Your GPS receiver should output UTC time. In general, GPS time is accurate to within 40 nanoseconds. The receiver performs two sets of calculations to deliver UTC time:
- The receiver synchronizes its internal clock with the extremely accurate atomic clocks in each of the GPS satellites. By synchronizing with multiple satellites, the receiver's effective timing accuracy is almost the same as the atomic clocks.
- Because the GPS satellites operate on GPS Time which does not include leap-seconds, the receiver must add these leap-seconds to GPS Time to get UTC.
Note that UTC time is the same everywhere in the world.
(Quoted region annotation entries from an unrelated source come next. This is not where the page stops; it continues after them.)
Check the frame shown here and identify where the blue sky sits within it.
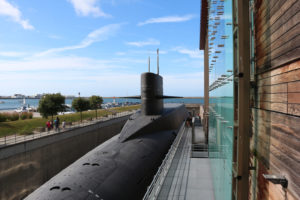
[0,0,203,96]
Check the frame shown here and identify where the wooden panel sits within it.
[255,11,300,53]
[258,93,287,103]
[257,0,299,44]
[257,69,300,86]
[256,102,287,113]
[251,109,300,199]
[288,81,300,92]
[255,12,300,57]
[257,60,300,80]
[257,83,288,94]
[256,12,300,72]
[256,23,300,62]
[288,92,300,104]
[257,34,300,66]
[288,104,300,116]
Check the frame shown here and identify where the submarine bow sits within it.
[26,72,188,200]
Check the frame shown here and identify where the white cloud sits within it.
[116,50,168,56]
[0,0,34,30]
[36,24,121,56]
[0,51,26,57]
[48,35,62,40]
[126,38,160,47]
[68,0,110,17]
[173,47,203,58]
[138,15,194,26]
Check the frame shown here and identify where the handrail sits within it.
[143,122,185,200]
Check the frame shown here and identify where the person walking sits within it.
[61,120,66,130]
[46,120,51,132]
[54,117,59,131]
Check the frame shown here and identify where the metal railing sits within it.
[0,110,138,148]
[143,122,185,200]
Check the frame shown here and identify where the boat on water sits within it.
[15,98,37,113]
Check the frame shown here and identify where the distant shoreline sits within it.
[0,97,204,99]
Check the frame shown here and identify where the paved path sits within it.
[158,127,214,200]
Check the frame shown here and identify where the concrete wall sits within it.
[0,116,128,199]
[185,103,201,116]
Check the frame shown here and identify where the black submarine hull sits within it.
[26,104,188,200]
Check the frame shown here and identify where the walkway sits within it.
[157,127,214,200]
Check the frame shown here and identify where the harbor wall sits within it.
[0,116,129,199]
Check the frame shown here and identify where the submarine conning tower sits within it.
[141,72,164,115]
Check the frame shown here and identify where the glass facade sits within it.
[208,1,234,200]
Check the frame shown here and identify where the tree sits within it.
[72,97,90,122]
[38,93,65,121]
[89,95,103,119]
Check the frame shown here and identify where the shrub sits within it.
[27,113,33,119]
[20,112,28,120]
[9,112,19,121]
[0,113,7,122]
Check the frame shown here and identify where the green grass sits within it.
[0,105,140,137]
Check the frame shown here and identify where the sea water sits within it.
[0,98,204,110]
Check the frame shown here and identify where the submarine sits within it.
[25,51,188,200]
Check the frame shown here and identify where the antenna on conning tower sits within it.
[148,56,150,72]
[157,49,159,74]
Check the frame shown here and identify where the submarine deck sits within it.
[146,127,214,200]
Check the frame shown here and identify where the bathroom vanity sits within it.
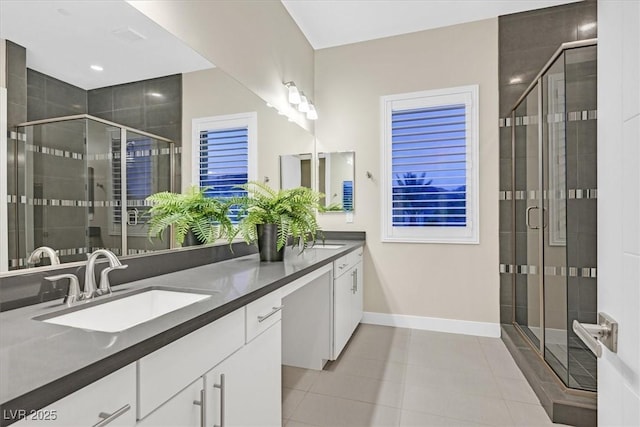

Your local time is offset from UTC, typically based on your geographic location and whether or not some form of Daylight Savings Time is in effect. This is a simple addition or subtraction which is performed by your system. But it does not feed back into the receiver's calculations. The receiver doesn't care about anything except UTC. And as explained here, GMT is a time zone tied to certain geographic locations, whereas UTC is a time standard.
I can only guess as to why your system is having difficulty getting a fix. In my personal experience, weak signals are typically the culprit. Weak signals can result from any of several causes; e.g.:
antenna not mounted or connected properly to the receiver,
physical obstructions that attenuate the GPS signals (e.g. being indoors, perhaps in a basement not near a window)
using an improper antenna (many GPS receivers employ "active" antennas, and simply do not function well without them)
All I can suggest is trying to move your receiver & antenna to a different location (out-of-doors?) & checking to see if that improves acquisition time, and double-checking your receiver manufacturer's specs to ensure you have the proper antenna.